Barrunto, como ya denunciaba la semana pasada, si la desmesura en la crítica, la persecución y hasta la agresión verbal o la amenaza, han empujado a albinegros de pro a refugiarse lejos de Castalia y, razones al margen, han acabado convirtiendo en enemigos a quienes en puridad no dejan de ser otros agraviados. El partido del domingo ya no es la ocasión para el reencuentro de quienes sienten una misma pasión dentro de la discrepancia entre este o aquel jugador, incluso sobre determinados episodios de la gestión de la sociedad, para mutar en cita obligada por el calendario en el que te cruzas con aquél que ya no quieres ni ver. En esas, y al desamparo de un horario injustificado, castigador incluso, unos y otros han encontrado la excusa para no acudir y renegar de sus hermanos.

Así que apenas dos mil personas han venido a disfrutar con la racha de victorias, lamentaron el otro día el tropiezo en toda regla contra el colista o se reconcomen todavía haciendo cábalas para llegar a tiempo en la clasificación y no acordarse en demasía del tiempo perdido con Calderé, Moya y cía.

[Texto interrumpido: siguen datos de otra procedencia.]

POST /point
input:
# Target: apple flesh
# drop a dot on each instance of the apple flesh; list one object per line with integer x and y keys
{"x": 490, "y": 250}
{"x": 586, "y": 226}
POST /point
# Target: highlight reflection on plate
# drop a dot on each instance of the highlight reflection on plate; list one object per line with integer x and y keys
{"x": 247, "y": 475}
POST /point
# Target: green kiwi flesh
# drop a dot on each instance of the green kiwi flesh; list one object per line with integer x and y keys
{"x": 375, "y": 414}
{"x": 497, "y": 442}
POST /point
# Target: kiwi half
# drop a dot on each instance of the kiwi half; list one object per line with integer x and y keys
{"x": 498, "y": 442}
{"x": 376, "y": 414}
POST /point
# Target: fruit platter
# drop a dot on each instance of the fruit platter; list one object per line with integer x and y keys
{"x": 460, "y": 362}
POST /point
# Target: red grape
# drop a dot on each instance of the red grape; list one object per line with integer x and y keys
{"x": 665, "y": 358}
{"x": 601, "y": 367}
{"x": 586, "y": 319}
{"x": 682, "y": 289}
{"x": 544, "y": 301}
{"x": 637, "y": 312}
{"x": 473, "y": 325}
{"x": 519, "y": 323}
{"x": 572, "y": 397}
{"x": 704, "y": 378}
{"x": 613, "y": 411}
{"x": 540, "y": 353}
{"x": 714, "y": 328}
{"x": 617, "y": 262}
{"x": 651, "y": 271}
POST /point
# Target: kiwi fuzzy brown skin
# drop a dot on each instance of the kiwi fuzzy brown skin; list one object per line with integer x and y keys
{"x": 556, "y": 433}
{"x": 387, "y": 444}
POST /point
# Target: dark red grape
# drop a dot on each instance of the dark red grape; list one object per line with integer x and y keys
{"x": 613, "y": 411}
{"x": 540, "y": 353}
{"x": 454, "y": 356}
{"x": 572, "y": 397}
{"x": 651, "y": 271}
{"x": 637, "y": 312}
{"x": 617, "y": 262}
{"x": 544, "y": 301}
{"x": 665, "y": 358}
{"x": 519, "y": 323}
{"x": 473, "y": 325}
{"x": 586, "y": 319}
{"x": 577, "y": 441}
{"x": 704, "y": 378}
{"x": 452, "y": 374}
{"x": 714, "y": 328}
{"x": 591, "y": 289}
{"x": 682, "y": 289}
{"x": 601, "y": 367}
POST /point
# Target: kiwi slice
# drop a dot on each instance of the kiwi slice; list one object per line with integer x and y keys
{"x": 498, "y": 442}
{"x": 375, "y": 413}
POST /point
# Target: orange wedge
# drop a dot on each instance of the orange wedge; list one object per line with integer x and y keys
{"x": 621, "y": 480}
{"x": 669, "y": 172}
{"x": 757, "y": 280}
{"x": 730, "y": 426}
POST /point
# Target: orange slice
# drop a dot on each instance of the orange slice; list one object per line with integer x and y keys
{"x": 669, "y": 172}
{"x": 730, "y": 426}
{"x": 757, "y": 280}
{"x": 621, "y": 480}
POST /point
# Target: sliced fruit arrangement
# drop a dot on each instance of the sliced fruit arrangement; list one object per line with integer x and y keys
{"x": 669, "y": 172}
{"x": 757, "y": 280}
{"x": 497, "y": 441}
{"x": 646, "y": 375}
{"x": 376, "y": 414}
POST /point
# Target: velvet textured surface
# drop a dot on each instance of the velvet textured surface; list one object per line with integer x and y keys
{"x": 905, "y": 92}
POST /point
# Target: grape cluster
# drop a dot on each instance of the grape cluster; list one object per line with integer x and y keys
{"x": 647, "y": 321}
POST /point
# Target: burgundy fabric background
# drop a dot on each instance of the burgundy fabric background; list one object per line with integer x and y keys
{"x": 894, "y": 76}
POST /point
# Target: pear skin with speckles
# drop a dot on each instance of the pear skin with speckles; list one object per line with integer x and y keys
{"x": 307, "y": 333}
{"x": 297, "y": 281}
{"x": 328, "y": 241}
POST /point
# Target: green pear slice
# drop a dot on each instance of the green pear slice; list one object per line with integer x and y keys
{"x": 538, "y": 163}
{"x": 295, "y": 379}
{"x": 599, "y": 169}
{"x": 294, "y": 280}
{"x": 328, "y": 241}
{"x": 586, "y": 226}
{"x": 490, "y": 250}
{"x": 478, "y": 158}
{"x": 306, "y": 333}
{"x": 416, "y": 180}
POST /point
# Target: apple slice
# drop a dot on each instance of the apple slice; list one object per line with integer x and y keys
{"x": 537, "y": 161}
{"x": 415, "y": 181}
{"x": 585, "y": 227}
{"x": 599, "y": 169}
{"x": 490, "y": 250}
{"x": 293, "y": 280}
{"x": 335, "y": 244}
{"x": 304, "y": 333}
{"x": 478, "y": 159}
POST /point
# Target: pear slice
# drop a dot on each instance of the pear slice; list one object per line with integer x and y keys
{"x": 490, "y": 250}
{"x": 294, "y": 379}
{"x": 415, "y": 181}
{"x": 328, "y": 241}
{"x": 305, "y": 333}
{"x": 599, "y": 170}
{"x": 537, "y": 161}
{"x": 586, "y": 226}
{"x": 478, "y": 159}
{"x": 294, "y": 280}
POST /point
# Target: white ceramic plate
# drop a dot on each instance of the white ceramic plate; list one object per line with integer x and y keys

Y ya no seré yo quien niegue la sensación, cada vez mayor, de que el objetivo podría ser el de forzar esa desconexión, aburrirnos en suma. Nadie en Castalia para que silbe, para que critique -ojo, salvando los elementos que nos distinguen de los animales-, para que cuestione un planteamiento, un fichaje. Y mucho menos nadie que ose preguntar cuál es el plan de viabilidad, con qué dinero se acomete el concurso de acreedores, si el mismo es fortuito o punible, cuánto ha cobrado el administrador concursal, cuál es el sueldo del presidente, en qué ha quedado la ampliación de la demanda contra Castellnou, cómo se ha resuelto el impago en la compra de las acciones de éstos y qué demonios esperan Amparo Marco y Javier Moliner para preguntar dónde está el dinero de las ayudas públicas concedidas y actuar si cabe.

Desconozco si de someterme al experimento de marras habrá manera de desconectarme algún día.